All good stuff, but how many hulls cut to support this “value Added” UK content? This may be a simplistic way to look at things, but people may say when looking at the Type 45’s as an example and are told they are 4 times more capable than the Type 42s that preceded, so that’s why we do not need as many hulls (the hull are probably not the expensive item). This may be true in many areas like tracking targets etc, but someone may ask this:, can the Type 45 sail 4 times faster and have 4 time more range? Does the type 45 have 4 times more armament? Can the weapons travel 4 times faster and 4 times further. Are the type 45s 4 times more battle worthy? Naughty but, can we get this BAE stuff that is fitted in hulls made abroad by cheaper Countries? Is there better stuff abroad that can do this for cheaper?
But also, our potential adversaries have possible become 4 times more capable with their ships and systems too.
The way you are asking the question isn’t good, because you are constraining the answers to chosen parameters. A naval gun with GPS guided shells does not need to fire four times as far or four times faster to be four times as effective. It just has to have four time the probability of hitting its target.
We saw this during the Second World War. A bomber in 1945 didn’t look all that different to a bomber in 1939, but it could hit a target the size of a railway train, whereas in 1939 you would be lucky to hit the right city.

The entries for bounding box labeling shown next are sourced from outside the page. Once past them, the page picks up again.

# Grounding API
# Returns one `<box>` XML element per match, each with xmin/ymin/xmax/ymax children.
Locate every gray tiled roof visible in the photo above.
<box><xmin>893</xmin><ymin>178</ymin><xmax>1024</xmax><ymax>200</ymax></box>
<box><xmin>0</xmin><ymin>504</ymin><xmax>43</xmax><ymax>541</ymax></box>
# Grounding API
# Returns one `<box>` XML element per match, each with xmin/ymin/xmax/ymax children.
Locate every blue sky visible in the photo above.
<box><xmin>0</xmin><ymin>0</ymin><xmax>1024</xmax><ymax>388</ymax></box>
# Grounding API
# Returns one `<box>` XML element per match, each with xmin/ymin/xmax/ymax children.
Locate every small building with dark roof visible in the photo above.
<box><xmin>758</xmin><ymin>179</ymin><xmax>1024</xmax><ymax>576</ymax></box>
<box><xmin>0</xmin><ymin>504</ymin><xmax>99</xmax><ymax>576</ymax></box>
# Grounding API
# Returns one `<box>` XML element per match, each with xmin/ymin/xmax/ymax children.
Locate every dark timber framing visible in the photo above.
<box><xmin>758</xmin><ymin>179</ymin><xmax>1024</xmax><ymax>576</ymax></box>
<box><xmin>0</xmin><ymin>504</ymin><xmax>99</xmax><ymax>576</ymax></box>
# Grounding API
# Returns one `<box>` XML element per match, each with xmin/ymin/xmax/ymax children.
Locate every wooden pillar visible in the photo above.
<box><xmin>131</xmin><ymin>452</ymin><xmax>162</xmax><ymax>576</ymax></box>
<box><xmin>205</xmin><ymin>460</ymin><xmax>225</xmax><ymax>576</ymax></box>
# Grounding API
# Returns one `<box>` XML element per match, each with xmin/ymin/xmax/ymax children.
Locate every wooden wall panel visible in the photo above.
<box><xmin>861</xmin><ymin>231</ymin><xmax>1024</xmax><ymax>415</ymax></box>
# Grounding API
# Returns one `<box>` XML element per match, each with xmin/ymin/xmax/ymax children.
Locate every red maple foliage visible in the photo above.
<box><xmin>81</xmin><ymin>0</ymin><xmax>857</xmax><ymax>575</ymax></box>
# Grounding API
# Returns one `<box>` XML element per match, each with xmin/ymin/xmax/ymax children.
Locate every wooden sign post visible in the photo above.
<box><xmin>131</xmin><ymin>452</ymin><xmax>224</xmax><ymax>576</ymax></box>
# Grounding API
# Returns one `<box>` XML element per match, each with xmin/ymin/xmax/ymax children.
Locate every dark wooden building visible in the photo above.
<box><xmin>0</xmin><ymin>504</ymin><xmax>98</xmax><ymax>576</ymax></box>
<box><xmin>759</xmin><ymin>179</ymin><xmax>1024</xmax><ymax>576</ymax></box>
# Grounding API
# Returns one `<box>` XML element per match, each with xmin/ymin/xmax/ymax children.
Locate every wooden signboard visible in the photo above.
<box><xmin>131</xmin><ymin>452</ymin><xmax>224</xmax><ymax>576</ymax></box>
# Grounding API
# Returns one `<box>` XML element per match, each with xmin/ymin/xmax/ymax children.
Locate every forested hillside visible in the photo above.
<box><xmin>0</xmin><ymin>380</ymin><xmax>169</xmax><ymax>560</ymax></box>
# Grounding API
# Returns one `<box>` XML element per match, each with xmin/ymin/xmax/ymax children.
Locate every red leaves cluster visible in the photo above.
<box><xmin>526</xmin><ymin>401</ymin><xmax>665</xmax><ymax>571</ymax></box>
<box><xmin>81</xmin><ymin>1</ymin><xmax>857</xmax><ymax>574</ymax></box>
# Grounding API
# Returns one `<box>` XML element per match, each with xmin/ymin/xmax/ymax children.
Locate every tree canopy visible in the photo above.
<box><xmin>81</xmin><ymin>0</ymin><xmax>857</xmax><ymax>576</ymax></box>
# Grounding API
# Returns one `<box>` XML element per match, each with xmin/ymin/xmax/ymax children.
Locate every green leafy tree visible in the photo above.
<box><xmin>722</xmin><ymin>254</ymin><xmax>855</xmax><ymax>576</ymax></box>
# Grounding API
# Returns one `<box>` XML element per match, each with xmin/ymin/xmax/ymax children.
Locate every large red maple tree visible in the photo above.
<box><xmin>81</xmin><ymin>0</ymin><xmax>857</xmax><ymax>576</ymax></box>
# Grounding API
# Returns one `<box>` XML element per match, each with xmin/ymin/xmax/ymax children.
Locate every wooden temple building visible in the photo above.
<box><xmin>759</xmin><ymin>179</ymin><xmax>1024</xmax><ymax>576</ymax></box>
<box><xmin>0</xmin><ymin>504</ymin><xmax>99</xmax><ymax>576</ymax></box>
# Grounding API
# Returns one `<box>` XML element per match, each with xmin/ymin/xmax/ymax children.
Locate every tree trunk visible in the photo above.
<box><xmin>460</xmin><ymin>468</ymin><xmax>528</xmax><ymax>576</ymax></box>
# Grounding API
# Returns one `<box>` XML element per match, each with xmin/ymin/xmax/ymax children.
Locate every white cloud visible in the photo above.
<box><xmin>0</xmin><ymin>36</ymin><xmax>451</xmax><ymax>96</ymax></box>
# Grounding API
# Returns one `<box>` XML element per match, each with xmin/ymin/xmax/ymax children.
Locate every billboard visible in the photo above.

One place I agree with you 100% is that there is no simple trade-off between effectiveness and numbers. The best system in the World isn’t much use if you can afford only one of them. In this case, however, the incremental cost of AR isn’t that great, so it really means enhancing the effectiveness of what you already have, rather than sacrificing hulls to get it.
Welcome to the new cyber world.
Multi million pound software and hardware on warships built for hundreds of millions of pounds that can potentially be hacked by a freckled 14 year old hacker whizkid from the PC in his mum’s bedroom before breakfast.
It’s enough to make anyone feel 100 years old!